I didn't need to be told I was wrong and too cynical for my age because I reasoned that if they loved each other, they should have considered the consequences of getting rid of the other's tools of survival, and that they should have given up something of their own if they wanted to buy a gift, rather than taking something from the other.

It's perverse because it is a pervesion of love, and the way that you care for someone you love. I also only read the O'Henry story after I knew the Christmas special. So my understanding of the story was that the O'Henry story actually told the story of love and gifts that Jug Band was trying to tell.
Eli Bishop
6. EliBishop
Ursula: Wow, yeah, I can see how that would be bothersome. But I think what you saw in the story was there on purpose, and your friends and teachers got it wrong, or at least way oversimplified it. I mean, it's still true in a way that Emmet and his mom are acting out of love-- they both think it'd be great for everyone if they won the contest, but also, each is aware that the other has a really crappy and annoying job, so on a childish level they might think that sabotaging that job is helpful. Hoban doesn't spell out "BUT THIS IS A BAD IDEA", but I think he trusted kids to get that it was a bad idea, as you did. The same goes for the Frances books and just about everything else he wrote for kids.

(Actually I think you, or your teachers, oversimplified the O. Henry story a little too. It's not just about people who are pure and unselfish; it's about people who make incorrect assumptions about what the other one wants, based on the idea that you have to buy someone a nice present and it has to be a surprise, and the result is that their unselfish gestures totally fail.
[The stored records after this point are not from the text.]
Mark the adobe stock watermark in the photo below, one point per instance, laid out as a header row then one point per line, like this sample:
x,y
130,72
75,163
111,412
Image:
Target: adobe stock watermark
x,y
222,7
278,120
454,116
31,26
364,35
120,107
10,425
It ends up being OK because they have a sense of humor and they love each other; that doesn't mean they didn't screw up.)
Paul Eisenberg
7. HelmHammerhand
Regardless of the philosophical stuff, there was some great music in this special, some that stuck with me in those lean years between the early 1980s when it was on TV annually and the late 1990s, when I finally found a copy on VHS.
Ursula L
8. Ursula
Yeah, it is a bit of an oversimplification. The couple in "Gift" could have communicated better in real life, and would have had more of an idea of what the other really wanted and needed. If you're genuinely poor, it isn't difficult to come up with a long list of gifts that would be much appriciated.

My thoughts were more that "Gift" was a story that did what people were telling me that "Jug Band" was doing.

My guess is that my teachers were familiar with "Gift" before "Jug Band" was made, and were focused on the parallels, while I was seeing it without knowing "Gift" first, and without reading in the similarities.
Jenny Thrash
9. Sihaya
@Ursula: "It's not self-sacrifice, but taking something vital from the person you say you love in order to be able to give them something they don't really need."

I dunno, Ursula, fifty follars would have been a mess of groceries and replace the tools with new ones. Both things were very much needed.

I did have your original reaction to Emmett Otter's story when I saw it. But now I'm really thinking about it. What if we're mistaking what's being taken here? To us, Emmett and his mom are each taking away the other's ability to make a living. Perhaps to Emmett and his mom, they each are doubling their own burden to make a living if the scheme fails (and that assumes that they are in demand that much). If Emmet can't do contract work because his mom traded his tools, then she will have to do twice as much washing until they can get replacements. Conversely, if Emmett's mom can't work, then Emmet will have to do twice as much work until he can mend the tub. If Emmett's mom had traded her washtub, instead, she would be risking the possibility that Emmett would have to be the family breadwinner for at least a while. Emmett and his mom have reached the point where just about the only commodity they have left is their time.
10. Charlie Sez
I didn't see the original broadcast, but I've always liked Jim Henson's Muppets.